Poésie du samedi 73,
Je réveille cette chronique poétique pour saluer la mémoire d’Alain, un de ses abonnés assidus, qui vient de s’éteindre et connaît sans doute à présent la lumière sans crépuscule, le plein soleil dont il est question ici. Je crois l’entendre en lisant ce « oh, la la, mes amis » et son rire aussi résonne à mes oreilles. J’aime à croire qu’Alain aurait aimé cet extrait de Ce que tout cadavre devrait savoir, long poème-viatique d’Adrian Miatlev, le génial et fantasque poète de la Tour de Feu, lui qui aimait Goethe par dessus tout. Bien sûr, « Meurs et deviens »…
Au-delà de l’irréversible séparation, quelque chose continue, j’en suis persuadé comme Miatlev et ce n’est pas fini, non, notre quête n’est pas finie…et donc, espérons !
(…)
Mes amis, oh la la, mes amis
Entendez-vous mon rire ?
Je n’ai pas de rancune, je ris
Dans ma tombe.
Je ris à la décomposition
Je ris aux vers
Je leur dis : faites votre travail !
Le mien est fini, je me reposerai
A vous regarder travailler.
Ne pensez à rien, ô mes amis
Haussez les épaules, tournez la tête
Vos péchés vous seront remis
Il ne faut pas qu’un mort vous arrête.
Le soleil luit ; la mort n’est pas un mal.
Elle a la pureté que je n’ai jamais pu donner à ma vie.
Elle a la nudité exaltante d’une loi.
Je m’arrête, j’arrive, je m’installe.
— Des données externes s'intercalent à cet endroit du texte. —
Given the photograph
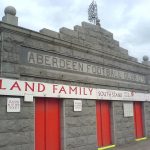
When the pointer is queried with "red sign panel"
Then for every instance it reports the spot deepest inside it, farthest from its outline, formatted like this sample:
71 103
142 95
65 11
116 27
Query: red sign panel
103 123
138 120
47 124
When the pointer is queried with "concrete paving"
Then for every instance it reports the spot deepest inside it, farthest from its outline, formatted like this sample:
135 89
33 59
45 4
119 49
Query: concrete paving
141 145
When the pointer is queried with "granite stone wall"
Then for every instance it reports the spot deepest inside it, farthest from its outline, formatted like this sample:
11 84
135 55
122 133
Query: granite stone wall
16 129
123 126
80 127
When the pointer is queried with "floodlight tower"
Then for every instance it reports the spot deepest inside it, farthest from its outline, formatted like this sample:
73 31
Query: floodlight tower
92 13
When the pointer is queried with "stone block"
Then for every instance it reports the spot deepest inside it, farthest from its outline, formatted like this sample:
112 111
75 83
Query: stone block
68 32
90 26
18 147
49 33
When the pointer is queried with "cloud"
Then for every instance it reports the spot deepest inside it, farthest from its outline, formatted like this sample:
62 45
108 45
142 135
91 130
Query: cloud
127 20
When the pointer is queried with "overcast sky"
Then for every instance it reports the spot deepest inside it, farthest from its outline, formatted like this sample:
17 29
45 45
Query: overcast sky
128 20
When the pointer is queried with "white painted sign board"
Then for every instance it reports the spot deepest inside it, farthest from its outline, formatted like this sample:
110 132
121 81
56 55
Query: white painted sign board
128 109
77 105
13 104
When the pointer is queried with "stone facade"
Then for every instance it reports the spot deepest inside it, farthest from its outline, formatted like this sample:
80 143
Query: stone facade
16 129
88 44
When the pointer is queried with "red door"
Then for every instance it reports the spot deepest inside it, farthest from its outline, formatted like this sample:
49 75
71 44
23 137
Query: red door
103 123
138 120
47 124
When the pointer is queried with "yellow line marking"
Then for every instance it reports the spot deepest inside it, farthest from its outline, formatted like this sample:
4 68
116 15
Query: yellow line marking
107 147
140 139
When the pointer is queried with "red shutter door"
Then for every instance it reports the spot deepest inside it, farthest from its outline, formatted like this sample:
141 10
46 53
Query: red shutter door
47 124
103 123
138 120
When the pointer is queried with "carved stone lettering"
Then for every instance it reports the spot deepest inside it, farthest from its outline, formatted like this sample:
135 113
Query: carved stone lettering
79 66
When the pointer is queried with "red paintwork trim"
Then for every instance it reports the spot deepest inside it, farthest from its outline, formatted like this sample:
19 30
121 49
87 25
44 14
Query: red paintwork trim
138 120
47 124
103 123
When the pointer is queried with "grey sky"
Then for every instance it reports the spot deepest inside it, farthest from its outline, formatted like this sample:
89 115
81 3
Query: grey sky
128 20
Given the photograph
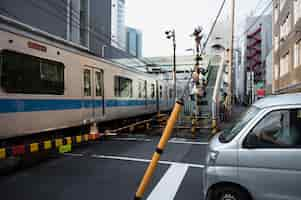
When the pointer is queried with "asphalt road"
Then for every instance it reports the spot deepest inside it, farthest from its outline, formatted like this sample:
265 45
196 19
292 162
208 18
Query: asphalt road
112 169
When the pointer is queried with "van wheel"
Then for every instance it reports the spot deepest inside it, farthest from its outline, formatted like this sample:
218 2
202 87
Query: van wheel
228 193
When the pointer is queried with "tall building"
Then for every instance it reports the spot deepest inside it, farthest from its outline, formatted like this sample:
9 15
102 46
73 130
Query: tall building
286 46
134 42
118 28
257 44
87 24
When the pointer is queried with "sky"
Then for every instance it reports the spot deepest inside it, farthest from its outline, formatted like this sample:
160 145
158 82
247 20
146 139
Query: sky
154 17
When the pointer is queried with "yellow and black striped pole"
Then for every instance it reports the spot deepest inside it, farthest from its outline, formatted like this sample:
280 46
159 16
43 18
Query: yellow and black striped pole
159 150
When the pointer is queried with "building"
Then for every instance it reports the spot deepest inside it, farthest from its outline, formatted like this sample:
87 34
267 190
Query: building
89 24
256 46
286 46
134 42
118 29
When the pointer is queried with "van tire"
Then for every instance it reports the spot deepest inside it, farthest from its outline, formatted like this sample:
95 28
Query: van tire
228 193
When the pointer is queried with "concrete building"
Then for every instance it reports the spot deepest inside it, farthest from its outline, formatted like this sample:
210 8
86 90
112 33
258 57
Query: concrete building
134 42
286 46
256 46
87 23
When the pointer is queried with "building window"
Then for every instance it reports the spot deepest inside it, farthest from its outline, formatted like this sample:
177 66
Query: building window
282 3
276 14
123 87
152 91
87 82
297 10
285 28
276 72
22 73
276 43
99 83
284 64
161 92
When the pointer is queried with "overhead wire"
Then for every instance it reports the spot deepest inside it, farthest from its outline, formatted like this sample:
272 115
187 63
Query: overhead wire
99 35
258 18
186 88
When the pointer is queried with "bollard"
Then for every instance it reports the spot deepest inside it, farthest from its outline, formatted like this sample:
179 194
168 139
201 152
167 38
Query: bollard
214 126
159 150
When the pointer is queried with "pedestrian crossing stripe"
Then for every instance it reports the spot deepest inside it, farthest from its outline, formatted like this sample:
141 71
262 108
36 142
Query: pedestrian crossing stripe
65 148
86 137
47 145
34 147
78 139
58 142
68 140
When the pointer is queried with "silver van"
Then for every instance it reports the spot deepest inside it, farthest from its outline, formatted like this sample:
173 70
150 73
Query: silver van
260 157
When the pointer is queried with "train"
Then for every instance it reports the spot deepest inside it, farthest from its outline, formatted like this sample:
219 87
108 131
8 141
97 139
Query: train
46 85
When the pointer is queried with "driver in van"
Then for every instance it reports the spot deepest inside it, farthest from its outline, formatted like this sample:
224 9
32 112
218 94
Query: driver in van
280 129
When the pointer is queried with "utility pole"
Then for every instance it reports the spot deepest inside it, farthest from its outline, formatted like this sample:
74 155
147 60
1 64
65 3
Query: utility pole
230 96
171 34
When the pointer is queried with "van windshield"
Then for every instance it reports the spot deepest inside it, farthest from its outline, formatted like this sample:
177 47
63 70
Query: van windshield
230 133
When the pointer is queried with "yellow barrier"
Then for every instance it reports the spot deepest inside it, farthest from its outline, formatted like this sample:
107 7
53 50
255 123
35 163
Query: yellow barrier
68 140
47 145
58 142
34 147
2 153
86 137
78 139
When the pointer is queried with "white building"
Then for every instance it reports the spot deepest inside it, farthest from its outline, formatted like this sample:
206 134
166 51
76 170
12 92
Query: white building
118 29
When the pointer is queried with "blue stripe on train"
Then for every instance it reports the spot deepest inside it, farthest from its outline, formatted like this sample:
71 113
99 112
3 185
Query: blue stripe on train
31 105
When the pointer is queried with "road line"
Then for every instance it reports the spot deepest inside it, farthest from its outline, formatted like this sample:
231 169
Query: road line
186 142
74 154
144 160
169 184
132 139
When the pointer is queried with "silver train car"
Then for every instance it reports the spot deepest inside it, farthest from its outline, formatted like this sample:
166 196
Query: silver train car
45 86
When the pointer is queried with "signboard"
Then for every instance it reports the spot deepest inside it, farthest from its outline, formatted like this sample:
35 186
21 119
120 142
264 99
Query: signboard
36 46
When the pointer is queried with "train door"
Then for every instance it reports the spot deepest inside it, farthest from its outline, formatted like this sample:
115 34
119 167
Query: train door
157 96
88 99
145 92
93 94
99 104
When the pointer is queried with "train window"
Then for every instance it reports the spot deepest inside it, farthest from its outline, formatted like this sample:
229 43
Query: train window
145 89
170 93
123 87
28 74
98 83
161 92
152 90
140 89
87 82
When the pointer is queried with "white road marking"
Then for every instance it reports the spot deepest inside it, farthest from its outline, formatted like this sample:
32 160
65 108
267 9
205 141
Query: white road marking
184 141
144 160
169 184
74 154
132 139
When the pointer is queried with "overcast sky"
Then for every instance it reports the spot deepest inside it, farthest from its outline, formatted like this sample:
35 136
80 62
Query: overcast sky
153 17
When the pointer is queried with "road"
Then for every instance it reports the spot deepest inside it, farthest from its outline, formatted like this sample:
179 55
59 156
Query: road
112 169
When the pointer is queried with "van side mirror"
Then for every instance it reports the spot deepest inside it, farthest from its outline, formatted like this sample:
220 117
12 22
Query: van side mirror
251 141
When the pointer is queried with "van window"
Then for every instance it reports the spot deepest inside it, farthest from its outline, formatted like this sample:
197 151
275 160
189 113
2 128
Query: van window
22 73
279 128
230 133
152 91
87 82
98 83
123 87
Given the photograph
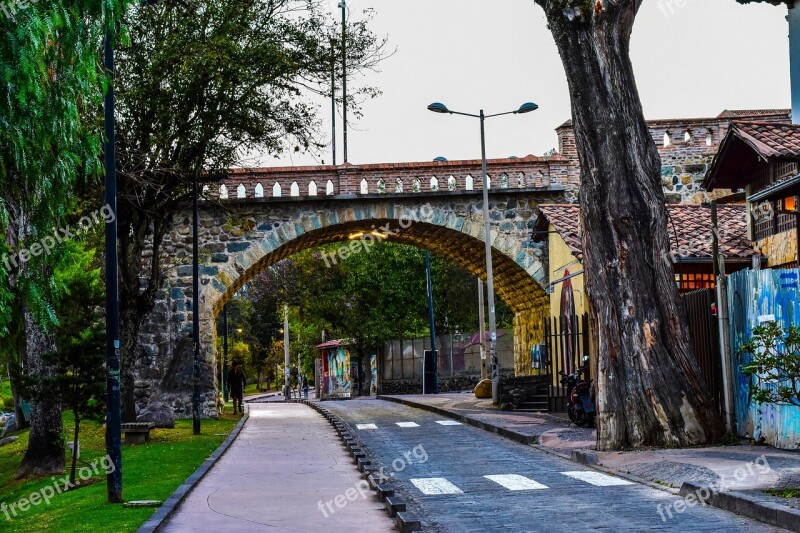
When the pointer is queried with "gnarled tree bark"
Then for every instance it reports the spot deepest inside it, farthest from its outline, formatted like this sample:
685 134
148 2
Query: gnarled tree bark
650 390
45 453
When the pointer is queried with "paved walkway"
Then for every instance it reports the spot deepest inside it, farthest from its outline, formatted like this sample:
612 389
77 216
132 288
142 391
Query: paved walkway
285 464
732 467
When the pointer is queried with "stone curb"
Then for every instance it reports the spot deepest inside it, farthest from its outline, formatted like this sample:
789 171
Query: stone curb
770 513
503 432
395 507
160 517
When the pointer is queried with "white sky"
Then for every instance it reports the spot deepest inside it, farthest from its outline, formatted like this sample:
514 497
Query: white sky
690 61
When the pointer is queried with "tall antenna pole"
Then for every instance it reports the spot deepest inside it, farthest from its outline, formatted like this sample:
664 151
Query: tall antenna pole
343 5
333 102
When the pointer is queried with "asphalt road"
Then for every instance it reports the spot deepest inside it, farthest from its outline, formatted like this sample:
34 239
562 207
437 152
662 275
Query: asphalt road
459 478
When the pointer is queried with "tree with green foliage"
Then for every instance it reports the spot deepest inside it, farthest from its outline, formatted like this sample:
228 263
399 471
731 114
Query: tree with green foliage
49 136
202 83
78 362
774 363
650 388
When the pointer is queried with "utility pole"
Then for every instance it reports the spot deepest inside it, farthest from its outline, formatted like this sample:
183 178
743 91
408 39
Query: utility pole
113 400
333 103
225 351
432 322
343 5
481 328
287 384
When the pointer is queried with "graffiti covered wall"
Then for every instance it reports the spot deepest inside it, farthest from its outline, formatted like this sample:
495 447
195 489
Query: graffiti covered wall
755 297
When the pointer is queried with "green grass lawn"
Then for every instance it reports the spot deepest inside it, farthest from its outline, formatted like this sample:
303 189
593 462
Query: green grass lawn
150 471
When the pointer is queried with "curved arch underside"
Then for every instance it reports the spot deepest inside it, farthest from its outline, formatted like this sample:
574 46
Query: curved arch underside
511 282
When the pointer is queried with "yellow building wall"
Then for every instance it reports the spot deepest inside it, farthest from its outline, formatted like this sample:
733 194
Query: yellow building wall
779 249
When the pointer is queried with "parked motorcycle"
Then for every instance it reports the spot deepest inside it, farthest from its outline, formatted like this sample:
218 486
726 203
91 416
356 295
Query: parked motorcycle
580 409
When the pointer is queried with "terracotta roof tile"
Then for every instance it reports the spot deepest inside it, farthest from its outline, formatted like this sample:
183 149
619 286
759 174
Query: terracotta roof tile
770 140
689 229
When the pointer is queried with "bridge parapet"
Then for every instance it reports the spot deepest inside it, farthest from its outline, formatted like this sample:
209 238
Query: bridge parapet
396 179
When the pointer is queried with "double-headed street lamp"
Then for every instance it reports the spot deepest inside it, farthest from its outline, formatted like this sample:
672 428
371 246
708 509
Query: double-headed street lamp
524 108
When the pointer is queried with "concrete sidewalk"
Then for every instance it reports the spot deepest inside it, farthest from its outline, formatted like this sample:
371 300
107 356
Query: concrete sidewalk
285 464
735 468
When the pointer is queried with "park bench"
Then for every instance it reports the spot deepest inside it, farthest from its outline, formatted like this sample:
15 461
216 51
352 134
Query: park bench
137 432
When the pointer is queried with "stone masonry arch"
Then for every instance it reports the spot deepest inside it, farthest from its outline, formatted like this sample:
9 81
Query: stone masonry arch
241 238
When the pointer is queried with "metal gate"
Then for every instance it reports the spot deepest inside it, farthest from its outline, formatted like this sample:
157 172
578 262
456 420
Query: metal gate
567 339
704 332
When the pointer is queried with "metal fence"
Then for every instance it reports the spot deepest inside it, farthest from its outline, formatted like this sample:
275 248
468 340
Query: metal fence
402 359
567 339
704 332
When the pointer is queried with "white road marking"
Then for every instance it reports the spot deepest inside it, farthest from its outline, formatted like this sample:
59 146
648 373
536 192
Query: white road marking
596 478
515 482
435 485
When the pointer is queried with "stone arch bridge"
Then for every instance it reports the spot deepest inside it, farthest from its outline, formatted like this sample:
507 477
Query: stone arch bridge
435 206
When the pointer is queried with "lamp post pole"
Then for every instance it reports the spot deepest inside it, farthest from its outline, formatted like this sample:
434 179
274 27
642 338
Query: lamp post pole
113 400
482 329
343 5
225 352
432 322
489 270
524 108
195 310
287 362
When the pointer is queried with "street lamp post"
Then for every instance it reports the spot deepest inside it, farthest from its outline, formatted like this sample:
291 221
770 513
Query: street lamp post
113 401
524 108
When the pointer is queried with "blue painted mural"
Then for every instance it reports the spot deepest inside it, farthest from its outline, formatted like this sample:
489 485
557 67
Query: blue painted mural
755 297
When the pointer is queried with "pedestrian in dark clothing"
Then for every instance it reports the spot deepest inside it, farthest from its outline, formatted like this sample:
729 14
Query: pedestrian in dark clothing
236 382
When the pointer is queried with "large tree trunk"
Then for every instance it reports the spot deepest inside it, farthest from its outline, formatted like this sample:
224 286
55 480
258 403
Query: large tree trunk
45 453
650 390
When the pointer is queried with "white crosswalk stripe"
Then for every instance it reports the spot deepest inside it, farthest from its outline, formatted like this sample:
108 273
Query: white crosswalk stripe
515 482
435 485
597 479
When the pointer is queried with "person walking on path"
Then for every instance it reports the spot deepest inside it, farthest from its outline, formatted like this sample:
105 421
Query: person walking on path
236 382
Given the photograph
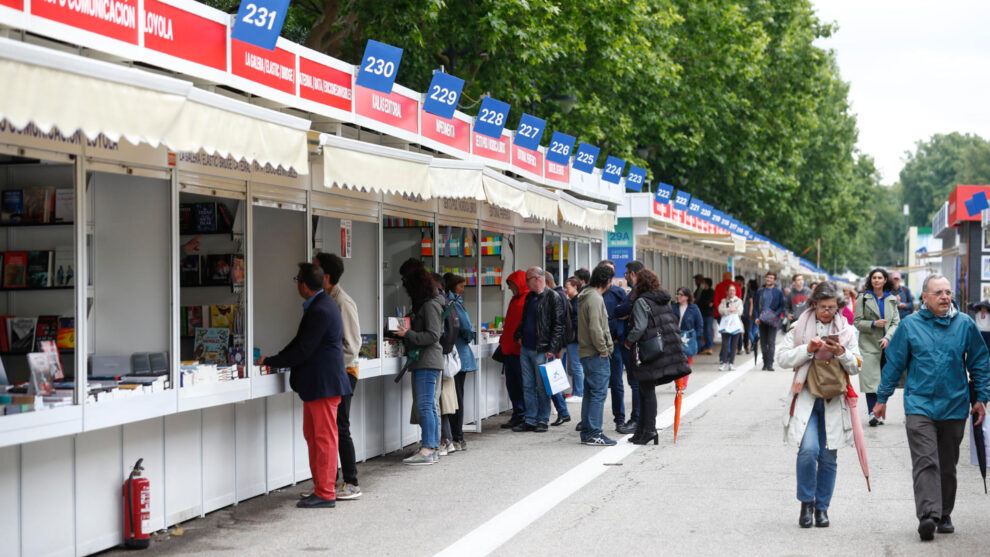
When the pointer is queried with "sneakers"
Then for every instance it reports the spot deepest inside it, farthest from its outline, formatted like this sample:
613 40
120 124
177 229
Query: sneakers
420 459
348 492
599 441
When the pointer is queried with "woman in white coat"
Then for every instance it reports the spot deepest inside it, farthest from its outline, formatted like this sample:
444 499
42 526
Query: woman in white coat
818 427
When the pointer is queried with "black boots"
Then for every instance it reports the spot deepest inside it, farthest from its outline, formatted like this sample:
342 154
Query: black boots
807 512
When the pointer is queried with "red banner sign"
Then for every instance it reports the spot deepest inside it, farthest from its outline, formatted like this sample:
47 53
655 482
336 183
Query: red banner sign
525 159
325 85
185 35
392 109
557 172
117 19
274 68
491 148
451 132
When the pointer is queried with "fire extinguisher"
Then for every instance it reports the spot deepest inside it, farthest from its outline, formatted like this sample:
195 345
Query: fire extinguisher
137 509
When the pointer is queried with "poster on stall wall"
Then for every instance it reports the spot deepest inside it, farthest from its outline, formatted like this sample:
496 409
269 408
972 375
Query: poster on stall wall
345 239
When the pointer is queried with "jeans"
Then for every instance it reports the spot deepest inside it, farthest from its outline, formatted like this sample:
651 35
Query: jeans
768 344
513 384
535 394
345 446
615 385
709 325
816 464
575 369
728 354
596 380
425 388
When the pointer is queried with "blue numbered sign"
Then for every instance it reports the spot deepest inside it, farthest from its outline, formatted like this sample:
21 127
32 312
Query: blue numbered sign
636 178
560 148
379 65
491 117
443 94
614 166
585 158
259 22
530 132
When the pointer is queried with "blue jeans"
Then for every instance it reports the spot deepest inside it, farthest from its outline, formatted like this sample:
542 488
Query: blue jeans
576 370
615 385
537 400
816 464
596 379
425 389
709 323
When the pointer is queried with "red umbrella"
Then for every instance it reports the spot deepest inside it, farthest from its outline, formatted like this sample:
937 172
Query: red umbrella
852 399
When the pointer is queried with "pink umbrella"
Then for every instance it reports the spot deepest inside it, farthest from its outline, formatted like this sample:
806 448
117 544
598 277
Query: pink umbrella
852 399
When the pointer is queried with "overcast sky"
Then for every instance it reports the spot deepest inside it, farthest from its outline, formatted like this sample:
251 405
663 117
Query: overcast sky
915 68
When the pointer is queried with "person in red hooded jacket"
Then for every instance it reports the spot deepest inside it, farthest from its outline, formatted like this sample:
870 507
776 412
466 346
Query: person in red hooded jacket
512 368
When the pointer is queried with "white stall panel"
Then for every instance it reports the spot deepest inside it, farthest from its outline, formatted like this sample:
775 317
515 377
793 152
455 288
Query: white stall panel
100 472
250 417
280 429
218 457
183 458
47 508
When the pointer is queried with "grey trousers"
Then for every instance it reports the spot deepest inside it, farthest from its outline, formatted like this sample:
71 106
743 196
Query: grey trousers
934 454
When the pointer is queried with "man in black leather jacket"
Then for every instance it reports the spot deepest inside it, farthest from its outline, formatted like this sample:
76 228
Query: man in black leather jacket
541 335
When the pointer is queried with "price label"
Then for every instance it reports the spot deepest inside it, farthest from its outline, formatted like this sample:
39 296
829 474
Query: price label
614 167
259 22
379 65
560 148
585 158
664 192
636 178
491 117
443 94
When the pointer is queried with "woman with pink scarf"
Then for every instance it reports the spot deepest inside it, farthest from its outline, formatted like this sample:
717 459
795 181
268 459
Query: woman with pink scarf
815 425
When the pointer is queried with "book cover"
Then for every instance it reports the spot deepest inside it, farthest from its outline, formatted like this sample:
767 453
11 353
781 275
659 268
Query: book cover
189 271
62 266
66 332
12 210
205 217
211 345
15 269
39 265
45 331
20 331
65 205
217 270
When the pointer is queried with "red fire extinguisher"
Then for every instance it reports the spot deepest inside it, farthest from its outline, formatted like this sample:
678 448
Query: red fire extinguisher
137 509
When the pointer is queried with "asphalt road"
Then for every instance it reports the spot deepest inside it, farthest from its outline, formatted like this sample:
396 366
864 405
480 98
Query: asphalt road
727 486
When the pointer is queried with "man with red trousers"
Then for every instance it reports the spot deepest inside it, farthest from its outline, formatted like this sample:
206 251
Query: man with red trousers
316 356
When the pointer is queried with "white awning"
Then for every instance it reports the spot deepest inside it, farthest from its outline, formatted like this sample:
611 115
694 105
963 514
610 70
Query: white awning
457 179
504 192
370 167
54 89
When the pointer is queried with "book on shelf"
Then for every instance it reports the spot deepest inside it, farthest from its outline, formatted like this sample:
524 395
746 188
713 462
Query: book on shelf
65 205
12 206
15 269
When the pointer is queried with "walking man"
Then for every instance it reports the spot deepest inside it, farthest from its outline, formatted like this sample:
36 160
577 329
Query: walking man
316 357
936 347
769 307
541 334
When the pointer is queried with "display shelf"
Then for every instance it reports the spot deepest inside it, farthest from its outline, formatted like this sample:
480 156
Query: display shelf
41 424
214 394
135 408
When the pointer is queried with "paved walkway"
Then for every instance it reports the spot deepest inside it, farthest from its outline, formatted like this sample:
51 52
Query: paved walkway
727 486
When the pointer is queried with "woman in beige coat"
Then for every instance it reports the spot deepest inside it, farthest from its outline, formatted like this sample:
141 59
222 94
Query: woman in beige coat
876 317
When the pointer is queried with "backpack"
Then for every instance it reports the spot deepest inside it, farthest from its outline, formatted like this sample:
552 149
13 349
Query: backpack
451 327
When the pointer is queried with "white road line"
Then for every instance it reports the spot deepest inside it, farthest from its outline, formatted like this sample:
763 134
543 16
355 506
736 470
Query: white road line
504 526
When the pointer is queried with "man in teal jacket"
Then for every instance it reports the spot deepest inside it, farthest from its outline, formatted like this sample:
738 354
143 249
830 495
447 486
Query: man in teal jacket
937 346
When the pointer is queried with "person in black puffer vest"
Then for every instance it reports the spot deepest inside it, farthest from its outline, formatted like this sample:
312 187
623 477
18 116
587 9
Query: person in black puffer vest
651 315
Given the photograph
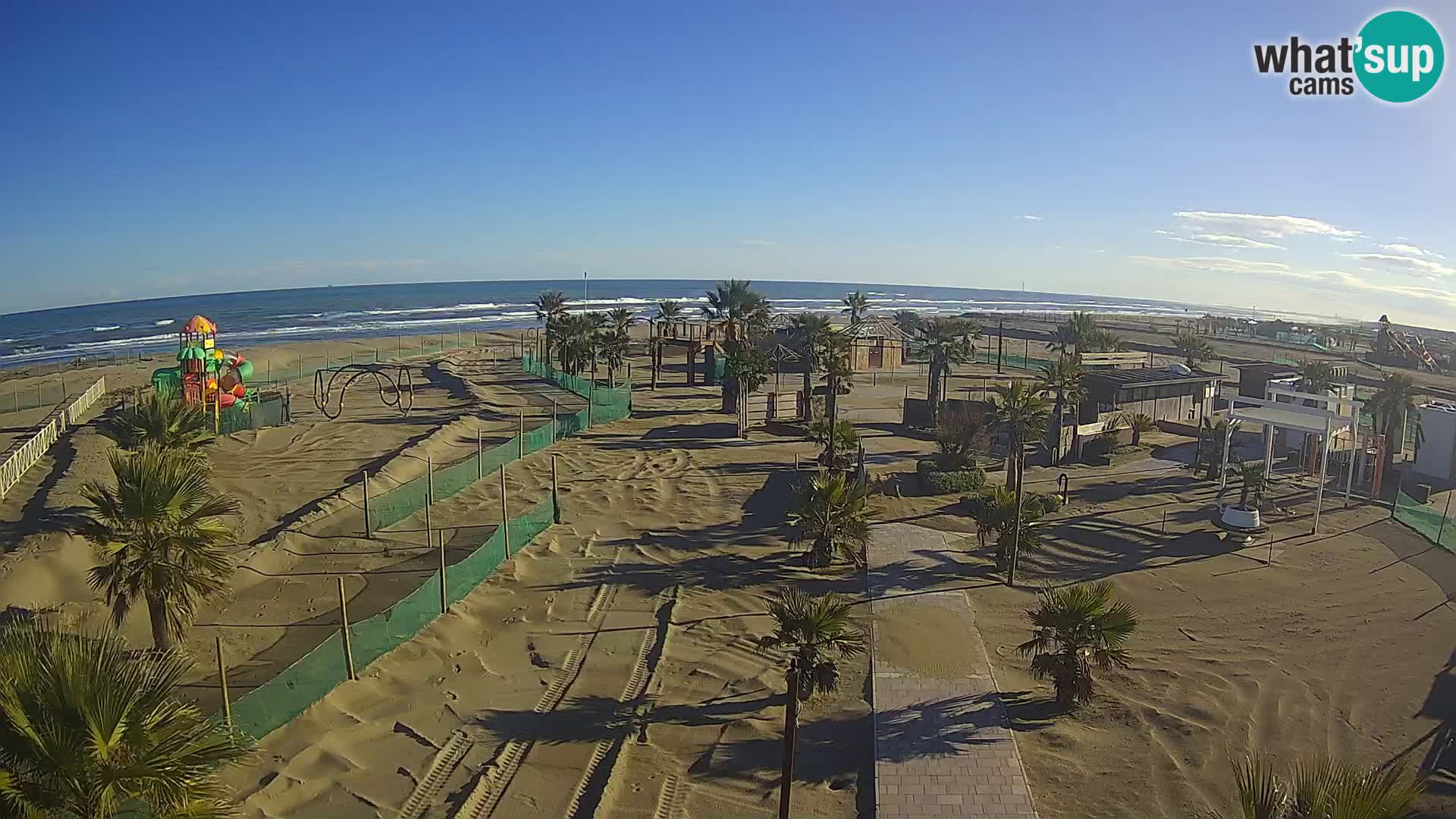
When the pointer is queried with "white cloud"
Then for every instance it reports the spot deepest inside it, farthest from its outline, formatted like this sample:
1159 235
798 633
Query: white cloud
1258 226
1216 264
1404 264
1220 241
1326 279
1411 251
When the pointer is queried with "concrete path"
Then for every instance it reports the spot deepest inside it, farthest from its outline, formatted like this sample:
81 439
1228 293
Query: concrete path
943 738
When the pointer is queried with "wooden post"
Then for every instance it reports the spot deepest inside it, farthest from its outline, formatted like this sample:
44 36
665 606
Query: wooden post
430 497
344 632
444 601
221 679
555 497
506 519
367 529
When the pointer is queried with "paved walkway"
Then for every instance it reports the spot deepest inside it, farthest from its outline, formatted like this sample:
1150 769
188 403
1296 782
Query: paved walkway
943 738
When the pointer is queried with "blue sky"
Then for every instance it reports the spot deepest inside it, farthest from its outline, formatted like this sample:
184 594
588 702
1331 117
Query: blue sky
187 149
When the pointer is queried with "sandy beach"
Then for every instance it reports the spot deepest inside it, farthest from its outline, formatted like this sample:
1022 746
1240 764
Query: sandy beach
612 667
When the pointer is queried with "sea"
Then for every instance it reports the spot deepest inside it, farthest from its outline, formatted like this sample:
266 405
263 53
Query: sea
312 314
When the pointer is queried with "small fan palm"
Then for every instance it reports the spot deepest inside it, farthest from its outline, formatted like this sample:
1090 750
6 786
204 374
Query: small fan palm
816 632
1324 789
91 729
1076 630
1194 349
161 420
161 537
833 515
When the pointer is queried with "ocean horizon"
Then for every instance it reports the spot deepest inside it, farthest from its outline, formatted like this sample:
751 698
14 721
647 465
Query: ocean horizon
370 311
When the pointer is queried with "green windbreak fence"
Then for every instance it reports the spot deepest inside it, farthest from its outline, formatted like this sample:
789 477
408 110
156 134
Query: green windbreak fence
312 676
42 394
1433 525
607 404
Ô source !
Je suis dans le soleil. Ô fleuves ascendants !
La mort aura été pour moi ce que la vie est pour d’autres
Ce qu’elle était jadis pour moi.
Demi-tour ! Marche !
Encore demi-tour ! Encore marche !
Dans la hutte de toile déchirée
Les étoiles regardent par les trous :
Petit frère, en as-tu pour longtemps ?
Non, je mange ma soupe.
Ô solitude, ô nudité,
Faisons un festin
Avec nos dernières ressources !
Déjà les sœurs de l’air
Les nymphes qu’imprègne une odeur de terre
Portant la lune sur les prairies
Festin de mon dernier amour.
J’étais un vagabond.
Quelles images humaines
Pourraient traduire ce silence ?
A moi les fleurs, les bêtes
Les murmures de la nuit
Les fontaines, les feux furieux
Le chant d’un insecte.
Ô joie ! Nul ne sait où je suis.
Les pentes de la nuit
Se dressent plus escarpées
Avant la cime…
Adrian Miatlev, Ce que tout cadavre devrait savoir, 1936 (publication dans La Tour de Feu n° 140, décembre 1978 et in Le sens de la marche, Robert Morel 1972). Je cite juste la fin de ce poème en neuf chants et le post-scriptum qui suit :
Post scriptum
Ce n’est pas fini.
Ce n’est jamais fini.
Derrière les rideaux
Derrière les volets
Derrière les paroles
Derrière les silences
Derrière les pensées
Derrière le visible
Derrière l’invisible
Quelque chose continue qui continuera
Après toutes les fins humaines et cosmiques
Quelque chose continue qui n’a jamais eu
L’intention de finir, qui ne peut pas
Finir
Quelque chose continue qui est peut-être
La vie et peut-être rien du tout
Et qui continue.
Il y a cette chose qui ne fera jamais
Un sujet de conversation, jamais
Un sujet de silence, il y a cette chose
Qui n’est jamais mise en question, il y a cette chose
Qui n’a que faire de notre foi ou de notre doute
Il y a cette chose qui ne joue pas avec nous
On peut pleurer, on ne peut l’attendrir,
On peut partir, on ne peut la quitter
On peut servir, on ne peut l’asservir
On peut mourir, elle ne peut mourir
On peut se tuer, on ne peut la tuer.
Au croisement de toutes les fins de tous les mondes
Il y a cette chose sans pardon
Cette route sans adieu et sans revoir
Sans baisers au bout
Sans réconciliation, sans représailles, sans rancune
Sans ciel et sans enfer
Il y a cette chose qui nous ignore
Et dont nous dépendons âmes et corps
Il y a cette chose qui est la vie de la Vie-même
Où rien du tout
Et qui continue et qui continue.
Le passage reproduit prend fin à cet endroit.